The Guangzhou-born artist's past projects include Whose Utopia? (2006), filmed in a light bulb factory in China where she got workers to act out their dreams; RMB City: A Second Life City Planning (2007),a virtual metropolis looking at the pace of change in China; and Asia One (2018), a speculative fiction film set in an automated sorting centre.

Since Cao is best known for her multimedia and video works, she was "quite surprised" when the Gallery invited her to create something for its Ng Teng Fong Roof Garden series, whose past commissions have ranged from a tearoom in a bamboo maze by United States-based Thai artist Rirkrit Tiravanija, to a project by Singapore artist Charles Lim who gathered various plant species that thrived on land reclamation sites.

While Cao's outdoor sculpture - which opens to the public on Friday (Jan 17) - has taken her into less familiar terrain, it seems she still had her filmmaker's hat on while working on it. The boat's motions are a kind of performance, and the rooftop deck like a stage, she says.

"I'm not just showing my audience a sculpture. It's temporal, it can move, and it has different 'scenes' - such as moments where it spouts water, and when it doesn't."

The public are invited to look at the installation by standing at different viewing points. For safety reasons, they are not allowed to touch the moving sculpture.

Ms Sam I-shan, who curated the project with her Gallery colleague Cheng Jia Yun, says Fu Cha involved "a lot of complicated engineering".

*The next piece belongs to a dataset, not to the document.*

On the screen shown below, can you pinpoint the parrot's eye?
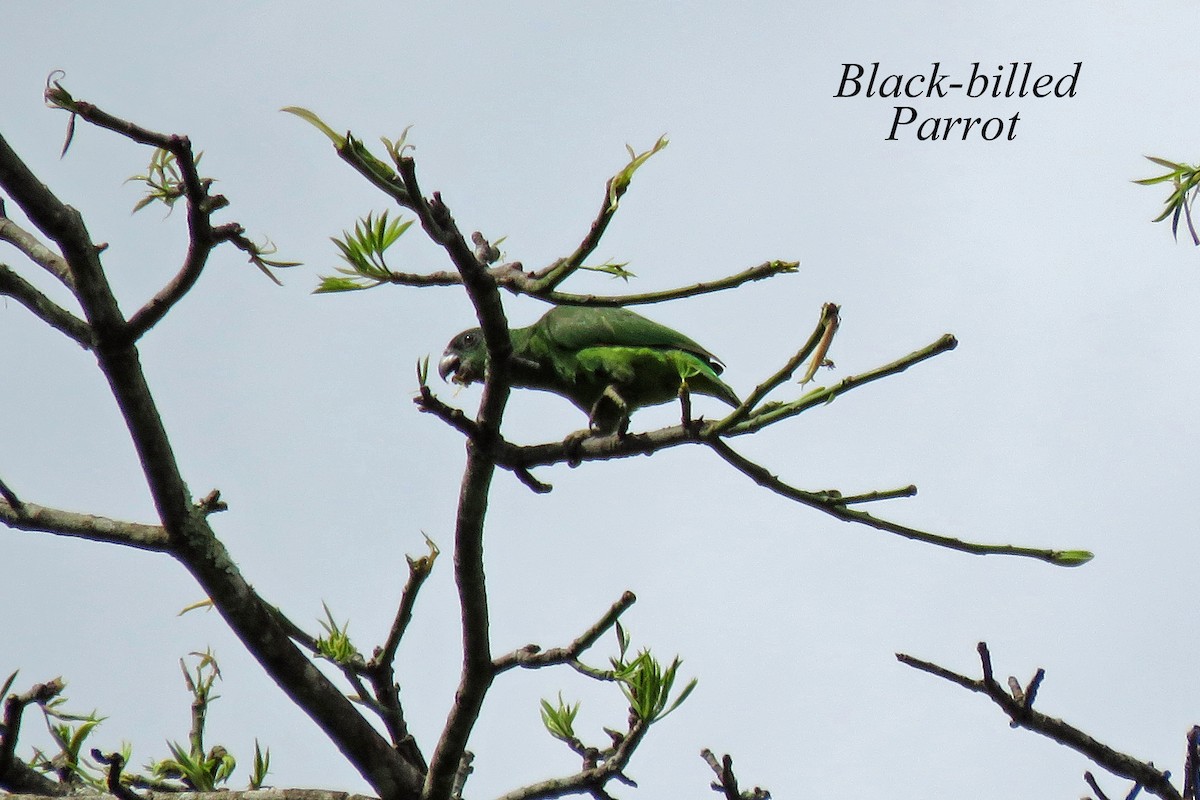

The water in the boat - Newater - splashes off and runs through the deck into a hidden catchment tray underneath, before being piped back into the boat through the A-frame structure.

Cao is married to Singapore artist Lim Tzay Chuen, and their two children, aged eight and 10, have Singapore passports.

"I feel Singapore tries to construct a kind of utopia," she says.

  • VIEW IT / NG TENG FONG ROOF GARDEN COMMISSION: CAO FEI

  • WHERE: City Hall Wing, Level 5, Ng Teng Fong Roof Garden Gallery

    WHEN: Jan 17 to Oct 25. The boat will be in motion from 11am to 8pm

    ADMISSION: Free

    INFO: www.nationalgallery.sg/caofei

With a nod to landmarks such as the sprawling retail and tourist destination Jewel, she adds: "Even without stepping out of the airport, you are heavily stimulated by the (country's) entertainment, food and shopping attractions."

In March, she will launch a solo exhibition at London's Serpentine Gallery. This will be followed by another solo show at Beijing's UCCA Center for Contemporary Art - her first major solo show in China - from September onwards.

Cao, who has had solo shows in other venues such as New York's MoMA PS1 and Paris' Centre Pompidou, notes that women are still a minority in the art industry, but wonders how helpful it is to fixate on such categories.

"In Europe, you often see a lot of big prizes that are reserved specifically for women. On the one hand this could be a powerful source of validation, but there are times when it becomes a bit too much - it places too much emphasis on the fact that they are women.

"Once you put people into boxes based on their gender or their territories, you don't talk about them in an equal context. But as artists move onto bigger international platforms, this could slowly change."